We should curb our contact with wildlife and livestock to prevent future pandemics, a new report says.

Our relationship with the environment has been getting more and more complex. Wildfires, floods, extreme weather changes and now, a pandemic – the challenges are multiple and require immediate action.

Now, a report by UN established organisation IPBES (Intergovernmental Science-Policy Platform on Biodiversity and Ecosystem Services) says humankind needs a new approach to stop future outbreaks before they become global.

Its authors call on people to stop encroaching on wild land and eat less meat. This is hardly surprising.

If you trace back the origin of past pandemics, quite often you will get to an animal source. The virus that caused the 1918 Spanish flu pandemic is likely to have sprung from North American domestic and wild birds. HIV jumped onto humans from chimpanzees, most likely when humans came into contact with the chimpanzees’ infected blood while hunting them. Even recent diseases like Ebola, zika and, of course, COVID-19, have their origins in animals.
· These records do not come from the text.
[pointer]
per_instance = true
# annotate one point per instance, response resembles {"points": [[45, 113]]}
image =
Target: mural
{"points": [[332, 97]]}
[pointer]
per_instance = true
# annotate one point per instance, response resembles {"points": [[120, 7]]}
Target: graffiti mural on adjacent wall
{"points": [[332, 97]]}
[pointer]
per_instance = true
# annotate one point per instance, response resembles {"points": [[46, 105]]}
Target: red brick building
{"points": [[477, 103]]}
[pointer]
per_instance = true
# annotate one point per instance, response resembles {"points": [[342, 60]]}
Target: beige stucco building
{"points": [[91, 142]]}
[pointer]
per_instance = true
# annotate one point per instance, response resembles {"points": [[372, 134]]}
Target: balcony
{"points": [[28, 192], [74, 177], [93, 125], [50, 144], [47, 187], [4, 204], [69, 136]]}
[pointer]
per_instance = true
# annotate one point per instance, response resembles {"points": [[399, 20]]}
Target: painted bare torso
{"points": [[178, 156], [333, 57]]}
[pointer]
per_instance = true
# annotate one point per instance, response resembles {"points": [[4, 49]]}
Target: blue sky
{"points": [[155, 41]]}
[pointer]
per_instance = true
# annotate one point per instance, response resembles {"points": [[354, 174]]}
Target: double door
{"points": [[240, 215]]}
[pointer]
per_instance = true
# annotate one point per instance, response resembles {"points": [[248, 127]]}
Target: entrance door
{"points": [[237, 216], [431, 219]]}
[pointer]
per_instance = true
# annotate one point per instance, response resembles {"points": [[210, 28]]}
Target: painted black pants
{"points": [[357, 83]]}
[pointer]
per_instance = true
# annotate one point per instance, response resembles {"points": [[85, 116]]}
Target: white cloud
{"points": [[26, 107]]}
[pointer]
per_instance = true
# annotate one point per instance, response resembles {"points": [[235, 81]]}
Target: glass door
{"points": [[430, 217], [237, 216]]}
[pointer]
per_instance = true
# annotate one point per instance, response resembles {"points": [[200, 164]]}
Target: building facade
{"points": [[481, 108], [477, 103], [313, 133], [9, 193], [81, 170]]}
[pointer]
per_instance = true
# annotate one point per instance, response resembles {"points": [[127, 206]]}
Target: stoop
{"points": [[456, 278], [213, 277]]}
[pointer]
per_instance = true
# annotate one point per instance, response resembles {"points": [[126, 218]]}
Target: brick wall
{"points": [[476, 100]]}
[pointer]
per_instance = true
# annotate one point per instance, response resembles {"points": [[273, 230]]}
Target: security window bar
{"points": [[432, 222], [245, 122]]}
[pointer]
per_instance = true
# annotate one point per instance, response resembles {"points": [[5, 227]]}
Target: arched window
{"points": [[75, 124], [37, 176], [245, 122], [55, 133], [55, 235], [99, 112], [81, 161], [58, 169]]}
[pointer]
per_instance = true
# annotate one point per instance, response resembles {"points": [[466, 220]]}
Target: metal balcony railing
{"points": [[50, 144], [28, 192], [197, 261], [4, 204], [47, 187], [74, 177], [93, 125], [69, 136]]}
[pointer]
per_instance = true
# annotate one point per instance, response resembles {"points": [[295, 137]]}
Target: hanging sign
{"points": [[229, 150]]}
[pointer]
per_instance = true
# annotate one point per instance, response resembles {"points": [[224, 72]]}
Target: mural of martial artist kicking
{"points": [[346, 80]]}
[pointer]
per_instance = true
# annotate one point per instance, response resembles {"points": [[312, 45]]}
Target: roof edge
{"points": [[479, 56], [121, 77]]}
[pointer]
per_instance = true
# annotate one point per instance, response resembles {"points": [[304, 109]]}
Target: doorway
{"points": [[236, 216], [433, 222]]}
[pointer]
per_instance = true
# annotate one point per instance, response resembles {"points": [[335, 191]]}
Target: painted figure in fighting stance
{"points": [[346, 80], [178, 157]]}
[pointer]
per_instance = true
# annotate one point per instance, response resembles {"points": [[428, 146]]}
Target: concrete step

Mammals and birds are estimated to harbour more than a million undiscovered viruses, according to the report.

Fighting the drivers of pandemics, such as agricultural expansion, the wildlife trade, wildlife consumption, and global travel will require international effort. Some countries will undoubtedly resist such measures. But what we all need to understand is that preventing pandemics costs less money, effort and lives than fighting them once they have taken hold of communities.

If we fail to shift our course swiftly, this may very well not be the only pandemic in our lifetime.